In an industry of long plays, these could be two of the longer ones.

Bieber plug has no impact on .tattoo sales

Justin Bieber used his extensive social media channels to plug a .tattoo domain name to his bazillions of “beliebers” last week, but so far the plug has had no impact on sales of the gTLD.
The pop singer, beloved of 11-year-old girls worldwide, tweeted and Facebooked about the domain joker.tattoo, which leads visitors to his Tumblr blog.
A Facebook update reading simply “My Tumblr is http://joker.tattoo” has been “liked” over 230,000 times and shared almost 2,500 times by the over 70 million people following him on the platform.
Justin Bieber
On Twitter, where Bieber has 52.6 million followers, his identical tweet was retweeted over 50,000 times and favorited close to 60,000 times.

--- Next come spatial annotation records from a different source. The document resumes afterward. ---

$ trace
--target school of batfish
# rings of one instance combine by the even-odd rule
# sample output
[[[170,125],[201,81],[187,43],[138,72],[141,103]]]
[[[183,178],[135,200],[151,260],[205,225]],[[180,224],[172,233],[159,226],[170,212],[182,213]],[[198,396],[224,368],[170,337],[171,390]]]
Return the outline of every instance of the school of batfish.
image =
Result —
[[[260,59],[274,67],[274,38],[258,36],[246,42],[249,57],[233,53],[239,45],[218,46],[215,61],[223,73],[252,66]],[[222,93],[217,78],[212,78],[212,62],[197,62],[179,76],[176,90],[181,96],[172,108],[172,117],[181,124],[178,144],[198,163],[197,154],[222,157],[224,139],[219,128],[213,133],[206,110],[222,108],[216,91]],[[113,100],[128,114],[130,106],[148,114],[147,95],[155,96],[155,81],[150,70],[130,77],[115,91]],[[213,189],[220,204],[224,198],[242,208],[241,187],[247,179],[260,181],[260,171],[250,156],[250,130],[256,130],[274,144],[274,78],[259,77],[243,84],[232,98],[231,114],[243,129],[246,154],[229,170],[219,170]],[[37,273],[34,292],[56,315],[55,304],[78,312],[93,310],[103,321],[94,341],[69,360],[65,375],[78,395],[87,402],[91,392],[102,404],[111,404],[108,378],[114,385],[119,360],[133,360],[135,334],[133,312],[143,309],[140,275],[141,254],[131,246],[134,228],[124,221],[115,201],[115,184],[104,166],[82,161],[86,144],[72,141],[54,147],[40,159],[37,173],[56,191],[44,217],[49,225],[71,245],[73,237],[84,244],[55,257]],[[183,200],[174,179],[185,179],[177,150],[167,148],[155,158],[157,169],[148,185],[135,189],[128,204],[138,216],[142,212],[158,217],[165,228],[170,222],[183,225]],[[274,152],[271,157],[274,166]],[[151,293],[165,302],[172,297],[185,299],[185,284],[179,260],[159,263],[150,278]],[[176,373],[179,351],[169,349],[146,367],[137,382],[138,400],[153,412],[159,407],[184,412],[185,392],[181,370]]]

The “news” was even picked up by MTV, which gently ribbed the musician for apparently (don’t ask me, I’m 37) not understanding that Tumblr isn’t just for “selfies”.
But the widespread publicity for a .tattoo name had no impact whatsoever on .tattoo sales, judging by zone files.
The Uniregistry TLD hasn’t grown by more than one name per day since Bieber’s tweet.
One June 27 the .tattoo zone file had 6,312 names in it, today it has 6,316.
The joker.tattoo domain — apparently chosen because Bieber has a tattoo of a joker — is registered to one of the founders of RockLive, a San Francisco selfie-oriented app start-up funded in part by Bieber.
The domain redirects to a Tumblr third-level subdomain, so there’s no visibility for the new gTLD in browser address bars.
There’s also the issue that most of Bieber’s fans are probably too young to own a credit card, which is a prerequisite for buying a domain name.